The defect is in the form of the judgment of conviction, i.e., a clerical error, which may be corrected on remand in accordance with the actual determination in the circuit court.  State v. Prihoda, 2000 WI 123, ¶17, 239 Wis. 2d 244, 618 N.W.2d 857.  On remand, “the circuit court may either correct the clerical error … or direct the clerk’s office to make such a correction.”  Id., ¶27.  Amended judgments of conviction deleting the references to party to the crime liability shall be entered.

In addition to the issues discussed above, we have independently reviewed the record.  Our independent review does not disclose any potentially meritorious issue for appeal.  Because we conclude that there would be no arguable merit to any issue that could be raised on appeal, we accept the no-merit report, modify the judgments of conviction and, as modified, affirm the judgments.  We remand this matter to the circuit court for the entry of amended judgments of conviction.  Once the amended judgments of conviction have been entered, Attorney John Bachman is relieved of further representation of Taylor-Raymond in this matter. 

Upon the foregoing reasons,

IT IS ORDERED that the judgments of the circuit court are modified and, as modified, are summarily affirmed pursuant to Wis. Stat. Rule 809.21.

IT IS FURTHER ORDERED that amended judgments of conviction shall be entered.

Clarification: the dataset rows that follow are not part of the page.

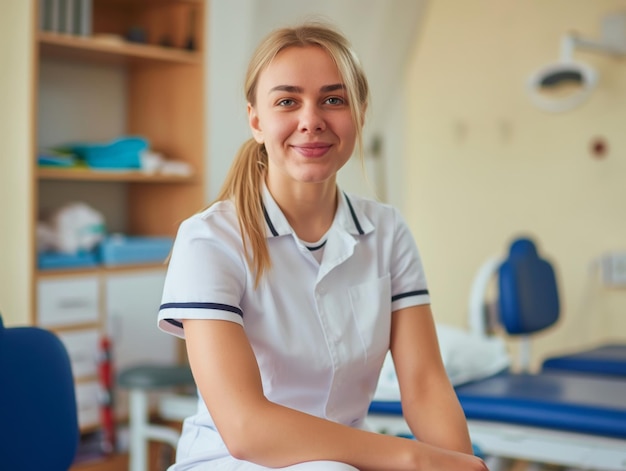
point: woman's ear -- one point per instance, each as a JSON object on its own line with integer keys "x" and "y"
{"x": 253, "y": 121}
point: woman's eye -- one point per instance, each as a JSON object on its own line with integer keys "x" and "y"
{"x": 285, "y": 102}
{"x": 335, "y": 100}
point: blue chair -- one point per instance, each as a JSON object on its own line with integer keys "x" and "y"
{"x": 558, "y": 417}
{"x": 38, "y": 418}
{"x": 527, "y": 283}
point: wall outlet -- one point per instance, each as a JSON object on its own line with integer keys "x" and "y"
{"x": 614, "y": 269}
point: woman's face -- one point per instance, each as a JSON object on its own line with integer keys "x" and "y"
{"x": 303, "y": 117}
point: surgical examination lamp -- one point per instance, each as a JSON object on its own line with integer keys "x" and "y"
{"x": 563, "y": 85}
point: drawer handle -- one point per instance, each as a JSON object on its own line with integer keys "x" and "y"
{"x": 74, "y": 303}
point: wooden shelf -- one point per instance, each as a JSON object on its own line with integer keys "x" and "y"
{"x": 104, "y": 49}
{"x": 82, "y": 174}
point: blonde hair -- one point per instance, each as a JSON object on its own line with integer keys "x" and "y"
{"x": 243, "y": 183}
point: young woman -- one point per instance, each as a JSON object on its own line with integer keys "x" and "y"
{"x": 290, "y": 292}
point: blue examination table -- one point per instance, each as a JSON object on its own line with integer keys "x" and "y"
{"x": 557, "y": 416}
{"x": 606, "y": 360}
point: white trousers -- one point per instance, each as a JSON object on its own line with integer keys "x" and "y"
{"x": 232, "y": 464}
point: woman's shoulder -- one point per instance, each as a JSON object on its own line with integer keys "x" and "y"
{"x": 370, "y": 207}
{"x": 219, "y": 218}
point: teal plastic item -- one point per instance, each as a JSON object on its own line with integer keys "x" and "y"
{"x": 56, "y": 261}
{"x": 123, "y": 250}
{"x": 120, "y": 154}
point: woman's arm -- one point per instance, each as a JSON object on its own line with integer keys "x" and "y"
{"x": 430, "y": 405}
{"x": 257, "y": 430}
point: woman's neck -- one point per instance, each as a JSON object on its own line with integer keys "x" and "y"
{"x": 309, "y": 207}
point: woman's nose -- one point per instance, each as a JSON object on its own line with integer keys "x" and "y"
{"x": 311, "y": 119}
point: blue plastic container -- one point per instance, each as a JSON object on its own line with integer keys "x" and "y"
{"x": 121, "y": 154}
{"x": 128, "y": 250}
{"x": 57, "y": 261}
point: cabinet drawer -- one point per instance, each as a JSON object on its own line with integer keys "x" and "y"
{"x": 87, "y": 404}
{"x": 68, "y": 301}
{"x": 82, "y": 347}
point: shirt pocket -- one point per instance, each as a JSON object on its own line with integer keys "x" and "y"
{"x": 371, "y": 309}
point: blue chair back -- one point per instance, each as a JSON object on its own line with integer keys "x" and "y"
{"x": 38, "y": 418}
{"x": 528, "y": 293}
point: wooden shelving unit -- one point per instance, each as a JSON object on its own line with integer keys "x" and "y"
{"x": 85, "y": 174}
{"x": 164, "y": 101}
{"x": 106, "y": 48}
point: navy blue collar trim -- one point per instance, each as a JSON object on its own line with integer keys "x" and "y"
{"x": 354, "y": 218}
{"x": 313, "y": 249}
{"x": 419, "y": 292}
{"x": 269, "y": 221}
{"x": 216, "y": 306}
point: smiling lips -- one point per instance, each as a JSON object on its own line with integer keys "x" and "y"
{"x": 312, "y": 149}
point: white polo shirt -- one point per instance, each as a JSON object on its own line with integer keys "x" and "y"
{"x": 320, "y": 331}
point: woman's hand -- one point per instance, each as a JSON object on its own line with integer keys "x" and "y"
{"x": 431, "y": 458}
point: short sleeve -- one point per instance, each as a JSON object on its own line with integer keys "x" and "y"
{"x": 206, "y": 275}
{"x": 408, "y": 280}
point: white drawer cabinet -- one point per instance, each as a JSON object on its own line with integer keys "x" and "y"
{"x": 68, "y": 301}
{"x": 83, "y": 349}
{"x": 88, "y": 404}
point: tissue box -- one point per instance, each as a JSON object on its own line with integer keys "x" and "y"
{"x": 125, "y": 250}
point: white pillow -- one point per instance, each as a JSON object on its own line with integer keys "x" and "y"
{"x": 466, "y": 357}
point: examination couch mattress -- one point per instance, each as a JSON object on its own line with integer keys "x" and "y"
{"x": 555, "y": 400}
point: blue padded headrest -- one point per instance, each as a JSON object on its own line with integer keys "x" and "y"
{"x": 528, "y": 293}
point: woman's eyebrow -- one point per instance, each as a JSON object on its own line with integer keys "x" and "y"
{"x": 296, "y": 89}
{"x": 333, "y": 87}
{"x": 287, "y": 88}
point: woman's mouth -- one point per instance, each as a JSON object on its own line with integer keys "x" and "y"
{"x": 317, "y": 149}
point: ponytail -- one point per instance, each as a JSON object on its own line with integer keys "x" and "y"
{"x": 243, "y": 186}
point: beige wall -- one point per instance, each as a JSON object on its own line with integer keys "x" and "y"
{"x": 484, "y": 164}
{"x": 15, "y": 160}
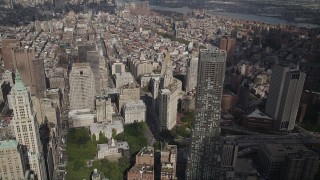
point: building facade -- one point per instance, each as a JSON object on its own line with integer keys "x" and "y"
{"x": 169, "y": 162}
{"x": 192, "y": 72}
{"x": 104, "y": 109}
{"x": 134, "y": 111}
{"x": 12, "y": 163}
{"x": 26, "y": 128}
{"x": 82, "y": 86}
{"x": 143, "y": 169}
{"x": 284, "y": 96}
{"x": 204, "y": 161}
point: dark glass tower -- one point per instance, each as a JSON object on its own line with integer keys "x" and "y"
{"x": 204, "y": 160}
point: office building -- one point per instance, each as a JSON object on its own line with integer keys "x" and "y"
{"x": 8, "y": 44}
{"x": 192, "y": 72}
{"x": 12, "y": 163}
{"x": 123, "y": 79}
{"x": 229, "y": 45}
{"x": 82, "y": 87}
{"x": 26, "y": 128}
{"x": 284, "y": 96}
{"x": 169, "y": 162}
{"x": 292, "y": 161}
{"x": 205, "y": 153}
{"x": 129, "y": 92}
{"x": 143, "y": 169}
{"x": 134, "y": 111}
{"x": 118, "y": 67}
{"x": 300, "y": 165}
{"x": 112, "y": 150}
{"x": 169, "y": 93}
{"x": 104, "y": 109}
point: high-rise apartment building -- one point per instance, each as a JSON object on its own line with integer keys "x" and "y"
{"x": 205, "y": 155}
{"x": 192, "y": 70}
{"x": 284, "y": 96}
{"x": 82, "y": 87}
{"x": 6, "y": 50}
{"x": 12, "y": 164}
{"x": 229, "y": 45}
{"x": 26, "y": 128}
{"x": 168, "y": 96}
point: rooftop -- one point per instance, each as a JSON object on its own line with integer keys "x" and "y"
{"x": 146, "y": 151}
{"x": 8, "y": 144}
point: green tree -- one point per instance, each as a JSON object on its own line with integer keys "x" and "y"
{"x": 102, "y": 138}
{"x": 94, "y": 138}
{"x": 114, "y": 133}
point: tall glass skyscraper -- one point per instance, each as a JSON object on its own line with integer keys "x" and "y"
{"x": 204, "y": 160}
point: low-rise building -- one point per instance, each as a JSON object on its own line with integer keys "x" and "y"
{"x": 113, "y": 150}
{"x": 134, "y": 111}
{"x": 129, "y": 92}
{"x": 12, "y": 164}
{"x": 169, "y": 162}
{"x": 106, "y": 128}
{"x": 122, "y": 79}
{"x": 258, "y": 120}
{"x": 82, "y": 117}
{"x": 144, "y": 166}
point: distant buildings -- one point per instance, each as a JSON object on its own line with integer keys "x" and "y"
{"x": 118, "y": 67}
{"x": 205, "y": 152}
{"x": 284, "y": 96}
{"x": 82, "y": 86}
{"x": 134, "y": 111}
{"x": 113, "y": 150}
{"x": 259, "y": 121}
{"x": 106, "y": 128}
{"x": 128, "y": 92}
{"x": 12, "y": 160}
{"x": 169, "y": 155}
{"x": 288, "y": 161}
{"x": 104, "y": 109}
{"x": 123, "y": 78}
{"x": 81, "y": 117}
{"x": 143, "y": 168}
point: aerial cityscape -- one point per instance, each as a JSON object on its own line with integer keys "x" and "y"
{"x": 159, "y": 90}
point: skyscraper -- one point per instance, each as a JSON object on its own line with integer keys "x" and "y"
{"x": 12, "y": 165}
{"x": 82, "y": 87}
{"x": 205, "y": 159}
{"x": 26, "y": 128}
{"x": 192, "y": 71}
{"x": 284, "y": 95}
{"x": 169, "y": 93}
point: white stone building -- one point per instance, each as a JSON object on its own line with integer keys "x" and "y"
{"x": 26, "y": 128}
{"x": 104, "y": 109}
{"x": 81, "y": 117}
{"x": 113, "y": 150}
{"x": 123, "y": 79}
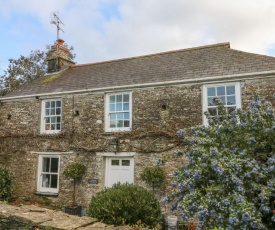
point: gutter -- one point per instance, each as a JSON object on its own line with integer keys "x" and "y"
{"x": 217, "y": 79}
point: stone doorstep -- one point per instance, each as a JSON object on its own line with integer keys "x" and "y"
{"x": 65, "y": 221}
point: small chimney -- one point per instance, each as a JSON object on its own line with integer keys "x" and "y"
{"x": 60, "y": 42}
{"x": 59, "y": 57}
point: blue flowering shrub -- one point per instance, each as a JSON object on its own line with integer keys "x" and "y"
{"x": 229, "y": 180}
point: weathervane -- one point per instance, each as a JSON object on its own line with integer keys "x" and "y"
{"x": 56, "y": 20}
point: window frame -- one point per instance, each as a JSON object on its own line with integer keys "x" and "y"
{"x": 40, "y": 188}
{"x": 108, "y": 112}
{"x": 43, "y": 116}
{"x": 205, "y": 96}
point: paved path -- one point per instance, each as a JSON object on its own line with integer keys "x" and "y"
{"x": 30, "y": 216}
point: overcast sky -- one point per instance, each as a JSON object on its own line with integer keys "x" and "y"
{"x": 109, "y": 29}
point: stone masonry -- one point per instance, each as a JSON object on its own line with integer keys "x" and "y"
{"x": 158, "y": 112}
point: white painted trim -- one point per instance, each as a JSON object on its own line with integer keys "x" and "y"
{"x": 112, "y": 154}
{"x": 39, "y": 173}
{"x": 107, "y": 116}
{"x": 226, "y": 78}
{"x": 108, "y": 166}
{"x": 50, "y": 153}
{"x": 42, "y": 117}
{"x": 204, "y": 96}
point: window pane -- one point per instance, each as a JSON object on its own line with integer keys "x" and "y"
{"x": 125, "y": 163}
{"x": 45, "y": 180}
{"x": 212, "y": 111}
{"x": 119, "y": 123}
{"x": 113, "y": 124}
{"x": 119, "y": 107}
{"x": 115, "y": 162}
{"x": 112, "y": 99}
{"x": 54, "y": 165}
{"x": 53, "y": 181}
{"x": 118, "y": 98}
{"x": 112, "y": 107}
{"x": 46, "y": 164}
{"x": 126, "y": 116}
{"x": 220, "y": 90}
{"x": 58, "y": 111}
{"x": 222, "y": 99}
{"x": 230, "y": 90}
{"x": 119, "y": 116}
{"x": 210, "y": 101}
{"x": 126, "y": 123}
{"x": 231, "y": 100}
{"x": 211, "y": 91}
{"x": 125, "y": 106}
{"x": 53, "y": 119}
{"x": 113, "y": 116}
{"x": 231, "y": 109}
{"x": 126, "y": 98}
{"x": 47, "y": 104}
{"x": 58, "y": 103}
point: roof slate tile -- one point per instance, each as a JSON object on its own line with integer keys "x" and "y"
{"x": 207, "y": 61}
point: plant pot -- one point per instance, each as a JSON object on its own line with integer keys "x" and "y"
{"x": 76, "y": 210}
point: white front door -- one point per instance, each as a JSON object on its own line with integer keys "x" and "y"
{"x": 119, "y": 169}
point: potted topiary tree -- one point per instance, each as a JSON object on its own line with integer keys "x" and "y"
{"x": 74, "y": 171}
{"x": 153, "y": 175}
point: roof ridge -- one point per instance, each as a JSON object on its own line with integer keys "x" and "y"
{"x": 227, "y": 44}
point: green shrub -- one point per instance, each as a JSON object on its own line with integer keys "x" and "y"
{"x": 125, "y": 204}
{"x": 153, "y": 175}
{"x": 6, "y": 181}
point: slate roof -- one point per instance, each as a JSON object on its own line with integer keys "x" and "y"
{"x": 194, "y": 63}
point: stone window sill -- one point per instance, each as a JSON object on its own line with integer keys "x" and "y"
{"x": 46, "y": 194}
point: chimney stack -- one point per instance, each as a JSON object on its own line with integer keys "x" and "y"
{"x": 59, "y": 57}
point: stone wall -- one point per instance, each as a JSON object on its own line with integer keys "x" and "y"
{"x": 157, "y": 114}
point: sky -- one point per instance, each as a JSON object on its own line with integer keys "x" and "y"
{"x": 101, "y": 30}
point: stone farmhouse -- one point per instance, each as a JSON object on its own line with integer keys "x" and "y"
{"x": 118, "y": 116}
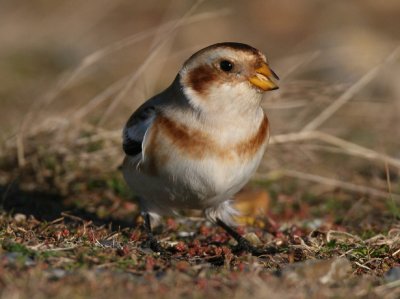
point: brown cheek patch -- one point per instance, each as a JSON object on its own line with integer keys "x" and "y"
{"x": 200, "y": 78}
{"x": 251, "y": 146}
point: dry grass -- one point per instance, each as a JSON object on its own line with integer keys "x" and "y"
{"x": 331, "y": 173}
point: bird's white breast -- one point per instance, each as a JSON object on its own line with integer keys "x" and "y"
{"x": 182, "y": 167}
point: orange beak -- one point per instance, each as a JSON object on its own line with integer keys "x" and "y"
{"x": 263, "y": 78}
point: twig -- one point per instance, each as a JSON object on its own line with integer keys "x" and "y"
{"x": 349, "y": 93}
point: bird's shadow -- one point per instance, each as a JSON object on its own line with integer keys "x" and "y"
{"x": 47, "y": 206}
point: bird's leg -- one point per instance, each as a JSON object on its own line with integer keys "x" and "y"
{"x": 243, "y": 244}
{"x": 152, "y": 242}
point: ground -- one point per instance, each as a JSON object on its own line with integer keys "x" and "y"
{"x": 86, "y": 240}
{"x": 324, "y": 203}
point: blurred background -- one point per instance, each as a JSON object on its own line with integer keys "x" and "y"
{"x": 72, "y": 72}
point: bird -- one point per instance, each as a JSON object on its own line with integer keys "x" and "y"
{"x": 197, "y": 143}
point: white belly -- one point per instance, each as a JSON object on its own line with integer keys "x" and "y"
{"x": 190, "y": 184}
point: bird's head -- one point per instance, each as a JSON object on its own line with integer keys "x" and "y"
{"x": 226, "y": 76}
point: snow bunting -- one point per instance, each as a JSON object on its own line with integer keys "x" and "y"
{"x": 197, "y": 143}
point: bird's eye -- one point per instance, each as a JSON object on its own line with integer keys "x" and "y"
{"x": 226, "y": 65}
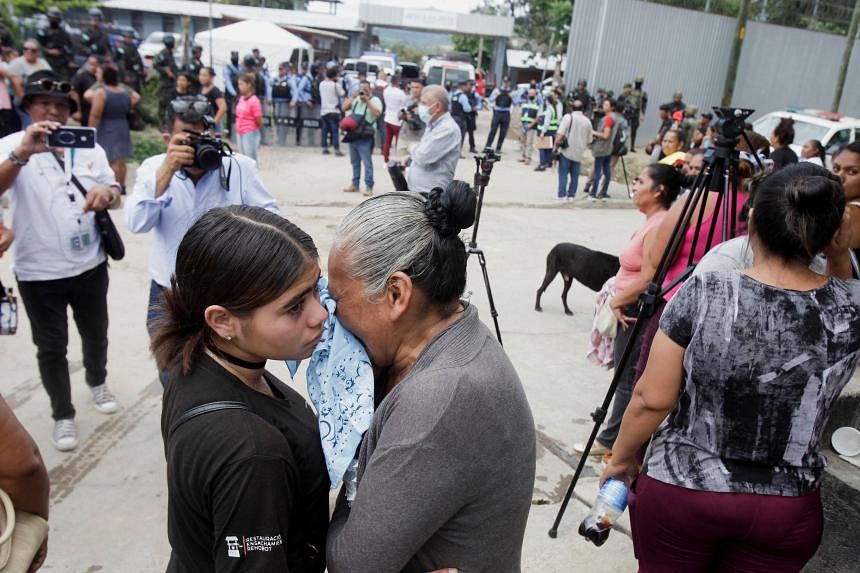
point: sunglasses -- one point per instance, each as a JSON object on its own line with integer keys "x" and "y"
{"x": 52, "y": 86}
{"x": 181, "y": 106}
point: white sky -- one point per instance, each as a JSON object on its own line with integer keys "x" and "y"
{"x": 350, "y": 7}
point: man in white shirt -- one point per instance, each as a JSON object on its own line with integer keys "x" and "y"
{"x": 58, "y": 258}
{"x": 331, "y": 93}
{"x": 172, "y": 191}
{"x": 574, "y": 136}
{"x": 394, "y": 98}
{"x": 433, "y": 161}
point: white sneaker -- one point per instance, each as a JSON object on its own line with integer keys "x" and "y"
{"x": 104, "y": 399}
{"x": 65, "y": 435}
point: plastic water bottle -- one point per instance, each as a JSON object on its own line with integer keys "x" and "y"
{"x": 610, "y": 504}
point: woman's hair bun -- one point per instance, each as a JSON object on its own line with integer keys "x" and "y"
{"x": 452, "y": 209}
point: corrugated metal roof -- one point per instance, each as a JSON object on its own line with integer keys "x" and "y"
{"x": 220, "y": 11}
{"x": 436, "y": 20}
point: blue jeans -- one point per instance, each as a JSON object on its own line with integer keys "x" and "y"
{"x": 329, "y": 124}
{"x": 602, "y": 165}
{"x": 248, "y": 144}
{"x": 360, "y": 152}
{"x": 153, "y": 313}
{"x": 567, "y": 167}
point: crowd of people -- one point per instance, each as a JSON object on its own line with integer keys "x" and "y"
{"x": 768, "y": 320}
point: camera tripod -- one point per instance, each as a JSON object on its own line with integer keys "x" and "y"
{"x": 720, "y": 175}
{"x": 483, "y": 166}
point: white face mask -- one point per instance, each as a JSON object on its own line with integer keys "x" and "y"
{"x": 424, "y": 113}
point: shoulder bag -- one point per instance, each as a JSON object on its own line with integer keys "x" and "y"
{"x": 21, "y": 536}
{"x": 111, "y": 241}
{"x": 8, "y": 311}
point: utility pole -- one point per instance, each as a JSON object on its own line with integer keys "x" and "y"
{"x": 735, "y": 56}
{"x": 846, "y": 57}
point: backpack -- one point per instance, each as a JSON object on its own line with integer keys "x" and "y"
{"x": 619, "y": 143}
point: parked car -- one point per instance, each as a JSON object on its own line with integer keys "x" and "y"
{"x": 447, "y": 72}
{"x": 154, "y": 43}
{"x": 833, "y": 130}
{"x": 386, "y": 61}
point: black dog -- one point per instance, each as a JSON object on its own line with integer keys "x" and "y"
{"x": 591, "y": 268}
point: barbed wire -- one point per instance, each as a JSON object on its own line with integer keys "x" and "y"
{"x": 833, "y": 16}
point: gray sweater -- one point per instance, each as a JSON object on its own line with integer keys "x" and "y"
{"x": 446, "y": 470}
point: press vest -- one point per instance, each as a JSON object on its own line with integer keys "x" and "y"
{"x": 529, "y": 112}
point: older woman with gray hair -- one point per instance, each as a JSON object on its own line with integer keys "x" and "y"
{"x": 446, "y": 470}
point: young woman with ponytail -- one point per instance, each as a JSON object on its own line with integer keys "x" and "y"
{"x": 247, "y": 485}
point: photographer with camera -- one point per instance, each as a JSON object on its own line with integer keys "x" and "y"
{"x": 176, "y": 188}
{"x": 58, "y": 256}
{"x": 432, "y": 162}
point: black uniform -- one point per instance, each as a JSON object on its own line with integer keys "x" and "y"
{"x": 247, "y": 490}
{"x": 130, "y": 66}
{"x": 585, "y": 97}
{"x": 472, "y": 119}
{"x": 96, "y": 43}
{"x": 193, "y": 68}
{"x": 165, "y": 66}
{"x": 57, "y": 39}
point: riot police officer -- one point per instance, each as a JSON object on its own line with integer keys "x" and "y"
{"x": 130, "y": 63}
{"x": 165, "y": 66}
{"x": 94, "y": 39}
{"x": 194, "y": 65}
{"x": 581, "y": 94}
{"x": 635, "y": 105}
{"x": 56, "y": 44}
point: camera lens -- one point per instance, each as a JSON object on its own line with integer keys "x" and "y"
{"x": 207, "y": 156}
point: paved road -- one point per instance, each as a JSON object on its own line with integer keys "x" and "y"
{"x": 109, "y": 497}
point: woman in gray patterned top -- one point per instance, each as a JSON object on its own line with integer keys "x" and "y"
{"x": 747, "y": 366}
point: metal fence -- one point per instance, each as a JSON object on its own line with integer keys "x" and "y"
{"x": 612, "y": 41}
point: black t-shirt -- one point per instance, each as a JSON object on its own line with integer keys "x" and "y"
{"x": 247, "y": 490}
{"x": 782, "y": 157}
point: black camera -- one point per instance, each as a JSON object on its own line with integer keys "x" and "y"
{"x": 731, "y": 121}
{"x": 208, "y": 150}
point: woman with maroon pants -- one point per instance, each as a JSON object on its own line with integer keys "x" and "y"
{"x": 747, "y": 365}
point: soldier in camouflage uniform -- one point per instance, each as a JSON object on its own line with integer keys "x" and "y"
{"x": 94, "y": 39}
{"x": 165, "y": 66}
{"x": 130, "y": 63}
{"x": 635, "y": 104}
{"x": 194, "y": 66}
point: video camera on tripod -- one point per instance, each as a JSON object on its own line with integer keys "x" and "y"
{"x": 720, "y": 176}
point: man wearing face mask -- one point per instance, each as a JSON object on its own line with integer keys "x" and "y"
{"x": 432, "y": 162}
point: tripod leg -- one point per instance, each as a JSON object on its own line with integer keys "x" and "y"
{"x": 483, "y": 261}
{"x": 626, "y": 180}
{"x": 598, "y": 416}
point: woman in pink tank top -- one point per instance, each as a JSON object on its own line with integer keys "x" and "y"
{"x": 653, "y": 193}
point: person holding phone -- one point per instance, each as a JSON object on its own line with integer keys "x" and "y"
{"x": 58, "y": 260}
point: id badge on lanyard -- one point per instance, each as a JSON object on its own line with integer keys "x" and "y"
{"x": 79, "y": 241}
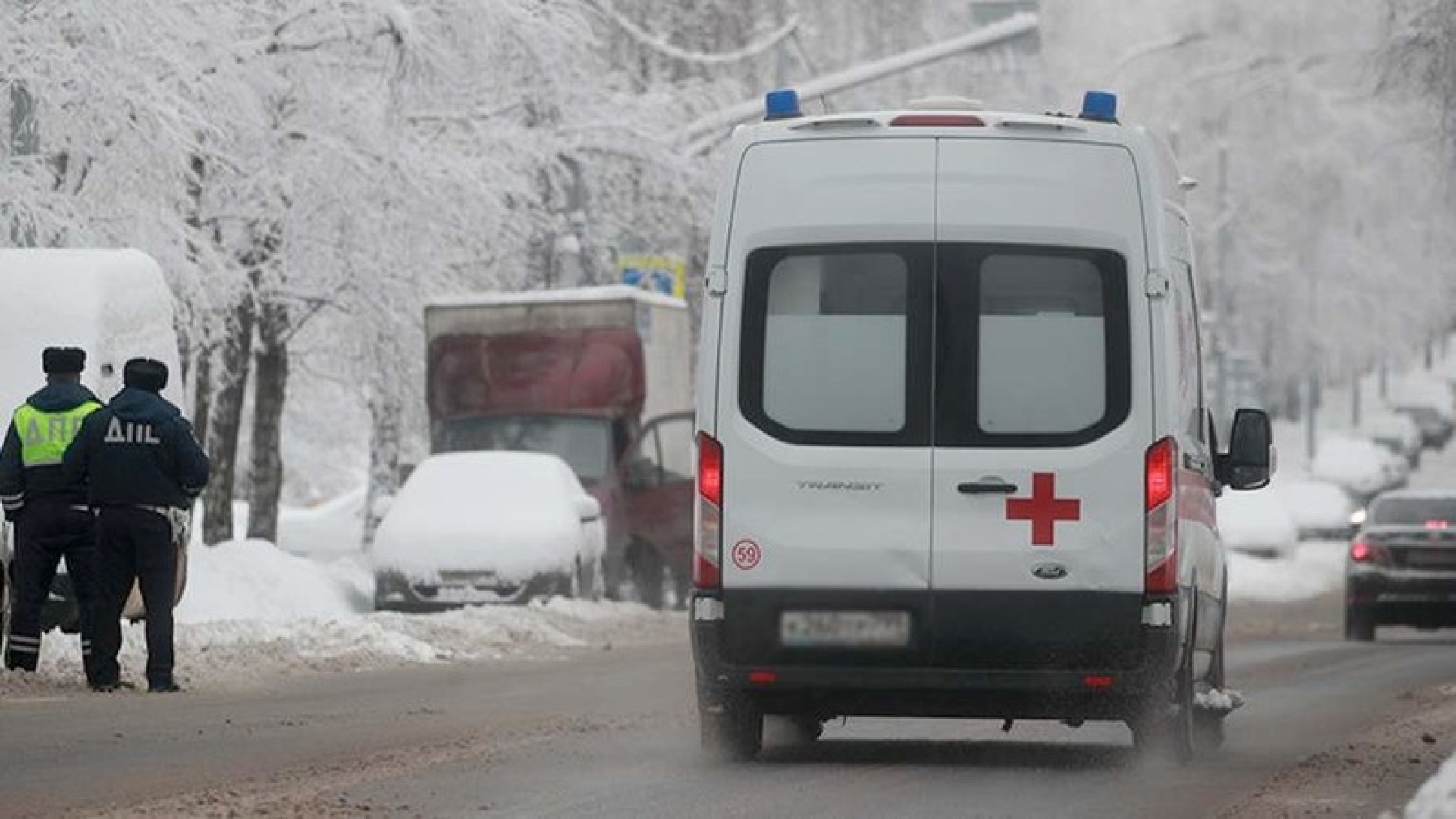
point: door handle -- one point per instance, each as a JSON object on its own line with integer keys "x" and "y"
{"x": 986, "y": 487}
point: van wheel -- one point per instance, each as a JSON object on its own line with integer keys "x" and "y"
{"x": 736, "y": 732}
{"x": 1207, "y": 726}
{"x": 648, "y": 576}
{"x": 1166, "y": 725}
{"x": 1359, "y": 624}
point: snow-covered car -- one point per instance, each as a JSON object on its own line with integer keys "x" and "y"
{"x": 1257, "y": 523}
{"x": 1397, "y": 433}
{"x": 1357, "y": 464}
{"x": 1435, "y": 426}
{"x": 488, "y": 528}
{"x": 1320, "y": 509}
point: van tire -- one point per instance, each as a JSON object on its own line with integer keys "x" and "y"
{"x": 734, "y": 733}
{"x": 648, "y": 575}
{"x": 1166, "y": 725}
{"x": 1207, "y": 726}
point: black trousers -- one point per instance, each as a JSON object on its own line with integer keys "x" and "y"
{"x": 134, "y": 545}
{"x": 46, "y": 534}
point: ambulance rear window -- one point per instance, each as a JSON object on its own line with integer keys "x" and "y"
{"x": 836, "y": 344}
{"x": 989, "y": 346}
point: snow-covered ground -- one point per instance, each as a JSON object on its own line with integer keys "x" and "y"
{"x": 1438, "y": 796}
{"x": 1313, "y": 569}
{"x": 254, "y": 614}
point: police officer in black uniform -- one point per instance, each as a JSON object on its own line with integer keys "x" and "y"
{"x": 49, "y": 509}
{"x": 142, "y": 466}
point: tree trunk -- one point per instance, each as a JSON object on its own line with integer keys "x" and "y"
{"x": 383, "y": 460}
{"x": 226, "y": 420}
{"x": 202, "y": 392}
{"x": 271, "y": 373}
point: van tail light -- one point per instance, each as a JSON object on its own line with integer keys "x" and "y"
{"x": 1161, "y": 528}
{"x": 708, "y": 547}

IT IS FURTHER ORDERED that once the amended judgments of conviction have been entered, Attorney John Bachman is relieved of further representation of
Samantha Taylor-Raymond in this matter.


 

Diane M. Fremgen

Clerk of Court of Appeals



[1]  This appeal is decided by one judge pursuant to Wis. Stat. § 752.31(2).  All references to the Wisconsin Statutes are to the 2011-12 version unless otherwise noted.

[2]  The no-merit report mistakenly states that the possession of tetrahydrocannabinols offense is subject to a deferred prosecution agreement.  The deferred prosecution agreement occurred in Rusk county circuit court case No. 2013CM34.

[3]  We are an error-correcting court.  State v. Schumacher, 144 Wis. 2d 388, 407, 424 N.W.2d 672 (1988).